Some of the first protests at NYU demonstrated students’ commitment to de-escalating the Vietnam War. On March 6, 1968, hundreds of students protested Dow Chemical Company’s recruitment center at the corner of Mercer and West Third Streets for the company’s production of napalm. According to The Washington Square Journal, the students held their protest but did allow Allan M. Cartter, the University Chancellor, to speak on the administration’s behalf. The result of this protest was the establishment of a new recruitment system, where a faculty member and student from each NYU school selected recruiters, which the University Senate would then confirm.
In the wake of the assassination of Dr. Martin Luther King Jr. in April of 1968, the student body, particularly students of color (but also other student activist organizations), called for the University to address the needs of African American and Latino students. And, indeed, NYU officials took an unprecedented step for the University: they hired a student-backed former public school teacher named John F. Hatchett to lead the new Afro-American Student Center. Hatchett’s appointment, however, soon caused tension. It was revealed that Hatchett had criticized the predominantly Jewish teachers union. Despite heated calls for his removal from alumni and Jewish organizations, it was only after Hatchett criticized public figures like Richard Nixon, Hubert Humphrey, and the United Federation of Teachers leader Albert Shanker that he was terminated from his position at NYU. His supporters were quick to claim that Hatchett’s remarks were simply used as a convenient excuse to remove the controversial figure. Students soon occupied Hester’s office in response to the dismissal and the center was subsequently made independent of the University.

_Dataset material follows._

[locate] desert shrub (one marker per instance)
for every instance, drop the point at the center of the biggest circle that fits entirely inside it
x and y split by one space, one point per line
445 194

Concurrently with the Hatchett protests, the Vietnam War and the election of Richard Nixon continued to inspire activist students to become more confrontational with the school’s administration. In December of 1968, the permanent observer for South Vietnam to the United Nations, Nguyen Huu Chi, spoke at New York University’s Loeb Student Center. Members of the NYU chapter of Students for a Democratic Society (SDS) disrupted Chi’s speech and forced him to leave the stage. The protestors then decided to disrupt New York Times Executive Editor James Reston, who was also speaking in the building that evening, due to his support for former president Johnson’s war policy in Vietnam. These demonstrations became known as the Chi-Reston Affair. NYU president James M. Hester called these demonstrations an “extraordinary discourtesy” to the institution’s guests and labelled these protests as “barbaric.” One student was ultimately suspended for his role in the protests.
These are just a selection of the protests that erupted during a tumultuous year at NYU. It should also be noted that the student body on the whole was not always supportive of these events, especially the increasingly antagonistic protests organized by various activist organizations. And there were major divisions within the community of student activists as well. Still, the 1968 protests laid the groundwork for future activism for a variety of marginalized student groups in the years to come.